# Porsche Boxster 2000 build



## Joey (Oct 12, 2007)

Great start with the component selection. I will be following along. Have you decided on how to couple the motor to the transmission?


----------



## Henkka (Jan 7, 2012)

Joey said:


> Great start with the component selection. I will be following along. Have you decided on how to couple the motor to the transmission?


I will most likely machine a suitable hub with my metal-lathe and perhaps get an adaptor plate water-cutted at local water-cutting workshop (my own DIY cnc-machine is not big enough for the plate). I still need to figure out a way to accurately position the motor to the trasmission. I will most likely keep the clutch.

-- 
Henkka


----------



## dougingraham (Jul 26, 2011)

A boxster is on my short list for my second conversion. Should make a really nice EV. I look forward to watching your progress.


----------



## DavidDymaxion (Dec 1, 2008)

That looks like it'll be a great conversion that I'll be watching with interest!

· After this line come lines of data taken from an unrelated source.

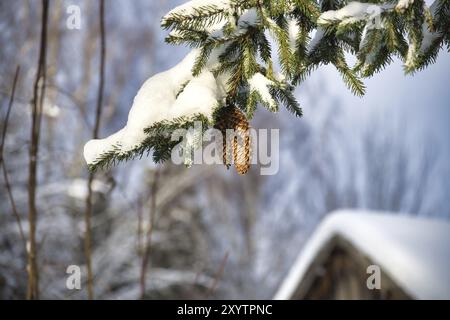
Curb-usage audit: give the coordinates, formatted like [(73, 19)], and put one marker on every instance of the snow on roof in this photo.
[(414, 252)]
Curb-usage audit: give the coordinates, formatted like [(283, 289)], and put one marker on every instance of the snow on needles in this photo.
[(260, 84), (191, 7), (157, 100)]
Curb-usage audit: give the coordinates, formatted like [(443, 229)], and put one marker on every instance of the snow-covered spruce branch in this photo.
[(236, 43)]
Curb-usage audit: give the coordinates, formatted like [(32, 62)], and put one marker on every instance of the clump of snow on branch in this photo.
[(192, 7), (260, 84), (160, 99)]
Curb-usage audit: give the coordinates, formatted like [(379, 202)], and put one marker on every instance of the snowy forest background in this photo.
[(216, 234)]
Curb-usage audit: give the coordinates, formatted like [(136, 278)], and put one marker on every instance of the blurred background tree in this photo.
[(214, 234)]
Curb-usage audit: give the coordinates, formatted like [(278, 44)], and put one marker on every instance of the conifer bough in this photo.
[(250, 53)]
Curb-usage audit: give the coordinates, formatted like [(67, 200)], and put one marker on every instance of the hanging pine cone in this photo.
[(239, 146)]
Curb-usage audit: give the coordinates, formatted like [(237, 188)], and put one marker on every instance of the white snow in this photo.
[(260, 84), (414, 252), (157, 100), (318, 36), (402, 5), (78, 188), (429, 37), (191, 7)]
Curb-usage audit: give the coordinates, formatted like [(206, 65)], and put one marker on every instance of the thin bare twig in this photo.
[(148, 242), (88, 213), (38, 102), (2, 159), (218, 275)]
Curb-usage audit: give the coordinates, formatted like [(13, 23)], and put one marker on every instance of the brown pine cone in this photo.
[(239, 146)]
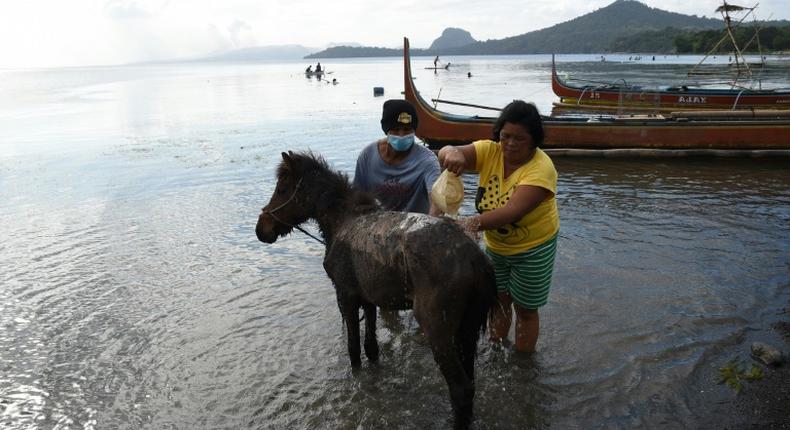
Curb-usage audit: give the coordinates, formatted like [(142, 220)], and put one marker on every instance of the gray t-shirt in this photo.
[(403, 187)]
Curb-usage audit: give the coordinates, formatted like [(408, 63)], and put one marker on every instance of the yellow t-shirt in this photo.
[(494, 191)]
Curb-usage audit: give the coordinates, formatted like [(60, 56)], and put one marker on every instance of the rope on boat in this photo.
[(464, 104)]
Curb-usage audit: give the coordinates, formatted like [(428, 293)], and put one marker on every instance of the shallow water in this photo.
[(134, 294)]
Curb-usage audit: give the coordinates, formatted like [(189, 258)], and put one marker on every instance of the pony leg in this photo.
[(350, 312), (445, 352), (371, 343)]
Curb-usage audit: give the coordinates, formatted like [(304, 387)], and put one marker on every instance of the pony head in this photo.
[(288, 205)]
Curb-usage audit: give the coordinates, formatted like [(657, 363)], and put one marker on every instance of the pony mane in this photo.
[(307, 164)]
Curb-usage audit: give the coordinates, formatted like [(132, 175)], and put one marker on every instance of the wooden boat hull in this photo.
[(592, 96), (768, 131)]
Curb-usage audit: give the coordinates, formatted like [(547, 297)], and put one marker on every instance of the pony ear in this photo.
[(326, 200)]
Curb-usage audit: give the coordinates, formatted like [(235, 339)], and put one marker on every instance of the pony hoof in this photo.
[(372, 353)]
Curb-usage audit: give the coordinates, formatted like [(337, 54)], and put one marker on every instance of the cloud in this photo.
[(241, 34), (133, 9)]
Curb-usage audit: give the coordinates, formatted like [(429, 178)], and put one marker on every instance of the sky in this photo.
[(58, 33)]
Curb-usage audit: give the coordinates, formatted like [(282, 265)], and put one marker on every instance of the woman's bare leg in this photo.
[(501, 317), (527, 329)]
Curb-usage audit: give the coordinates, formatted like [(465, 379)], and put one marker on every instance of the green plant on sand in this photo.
[(733, 373)]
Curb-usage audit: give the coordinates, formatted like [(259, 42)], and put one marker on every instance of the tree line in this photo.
[(770, 39), (680, 41)]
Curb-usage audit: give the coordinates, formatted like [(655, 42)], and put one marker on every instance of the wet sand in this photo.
[(765, 404)]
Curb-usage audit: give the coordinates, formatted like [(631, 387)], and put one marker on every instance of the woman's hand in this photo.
[(452, 159), (471, 226)]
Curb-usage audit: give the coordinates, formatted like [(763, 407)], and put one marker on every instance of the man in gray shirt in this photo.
[(399, 173)]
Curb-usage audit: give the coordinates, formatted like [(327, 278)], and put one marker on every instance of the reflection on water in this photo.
[(133, 292)]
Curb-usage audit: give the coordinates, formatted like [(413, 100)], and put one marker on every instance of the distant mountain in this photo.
[(594, 32), (262, 53), (452, 38), (591, 33), (351, 44)]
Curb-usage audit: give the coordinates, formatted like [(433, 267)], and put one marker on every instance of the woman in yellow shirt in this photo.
[(518, 214)]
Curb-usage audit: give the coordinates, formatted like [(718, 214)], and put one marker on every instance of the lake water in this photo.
[(134, 294)]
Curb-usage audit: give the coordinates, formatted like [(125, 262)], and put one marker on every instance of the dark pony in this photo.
[(391, 260)]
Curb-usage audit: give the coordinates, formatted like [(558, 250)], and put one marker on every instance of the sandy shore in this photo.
[(765, 404)]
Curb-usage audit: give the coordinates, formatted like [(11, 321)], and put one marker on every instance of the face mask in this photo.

I have a 1977 Porsche 911 that is getting a Kostov 11 alpha, but sepex wound.

I have some pics and details about my adapter that worked great on my old motor.:

http://explodingdinosaurs.com/9electric/adapter/

http://ExplodingDinosaurs.com/9electric/adapter2

If your Porsche is the same way as my old one, you want to center the motor shaft to the tranny mating ring. The basic trick for me was to bolt to the rotary table, and don't remove it as it is hard to recenter things exactly. Then you can machine the motor 4 inch centering hole and the tranny centering lip, and guarantee they'll be in parallel planes and concentric with each other.

My humble suggestion is to keep the clutch.

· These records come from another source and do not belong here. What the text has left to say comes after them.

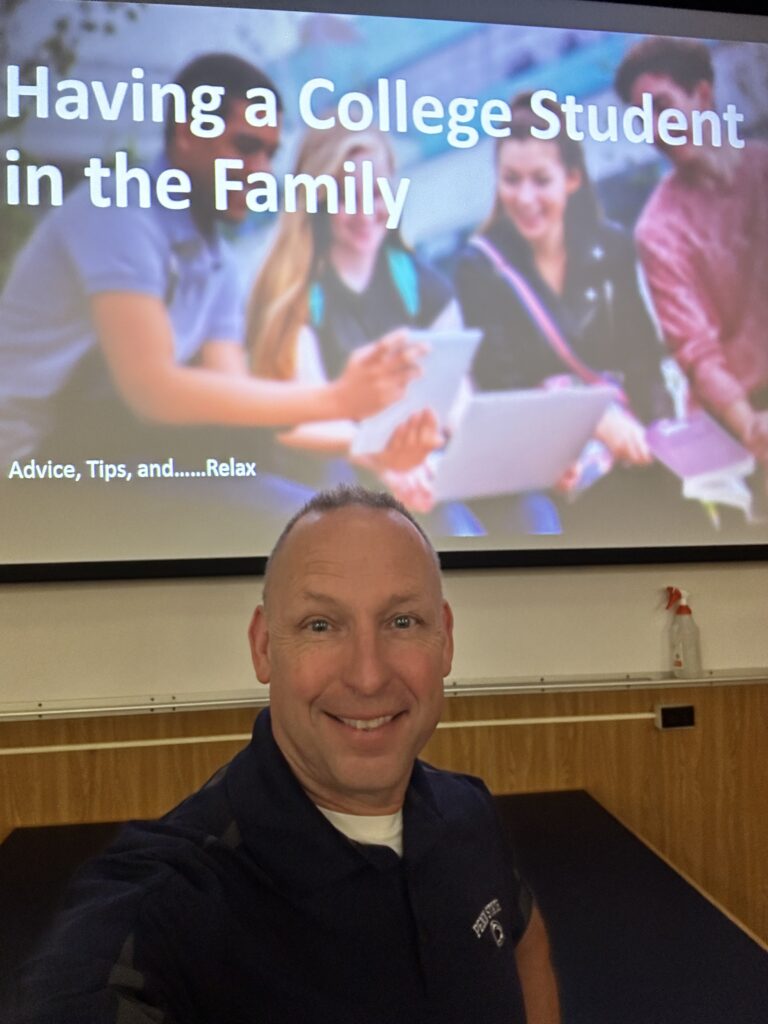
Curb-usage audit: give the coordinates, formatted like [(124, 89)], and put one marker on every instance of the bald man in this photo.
[(326, 876)]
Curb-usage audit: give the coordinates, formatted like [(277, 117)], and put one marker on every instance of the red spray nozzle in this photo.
[(673, 596)]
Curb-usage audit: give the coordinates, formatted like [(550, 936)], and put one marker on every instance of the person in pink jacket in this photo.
[(702, 240)]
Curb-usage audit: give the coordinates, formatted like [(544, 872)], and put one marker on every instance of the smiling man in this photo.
[(326, 876)]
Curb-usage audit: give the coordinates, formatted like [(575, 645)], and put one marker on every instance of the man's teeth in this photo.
[(367, 723)]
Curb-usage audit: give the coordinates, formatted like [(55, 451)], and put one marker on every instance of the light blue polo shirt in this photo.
[(76, 252)]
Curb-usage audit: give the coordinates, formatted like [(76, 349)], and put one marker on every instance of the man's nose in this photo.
[(366, 669)]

The other tricks are to have your flywheel and pressure plate balanced together. Spin them up together before you put them into the car. Mine had a vibration when I did this. I then reattached the pressure plate 180 degrees rotated, and the vibration went away. Wayland's trick is to add washers to a flywheel bolt, try different bolts and numbers of washers, until mininum vibration.


----------



## O'Zeeke (Mar 9, 2008)

Hello Henkka, Excellent choice for donor car if I do say so, and assembled right there in Finland. I have found this to be an extremely well engineered and well built car and so far mine has been going together quite well and should be on the road in a few weeks. Good luck with your build.



Henkka said:


> Hello all,
> 
> I have started to convert an Porche Boxster 2000 (2.7L) to electric. Goals are at good performance and if I can get about 100 km range I will be glad. Aiming for about 15-20 kWh battery pack but as I have not yet calculated weight exact capacity will be determined later.
> 
> ...


----------



## somanywelps (Jan 25, 2012)

This is 1 of the 2 options I would pick for a boxster... the other are some of those AC systems, but those are months out at least from being cleared.


----------



## Bowser330 (Jun 15, 2008)

This sounds great! I am really excited to follow your build and to see how it performs. I want to use the same components in my own future EV conversion.
Good luck to you!


----------



## somanywelps (Jan 25, 2012)

photograph your build heavily and make a step by step


----------



## RPE (Oct 2, 2012)

For those interested in converting Porsche Boxster into electric, we would like to share the link to our 2001 Porsche Boxster Conversion EV on evalbum:
http://www.evalbum.com/4393 

We have developed and are now selling conversion kits, for Boxster 1997-2004, designed to work with Warp (9" or 11").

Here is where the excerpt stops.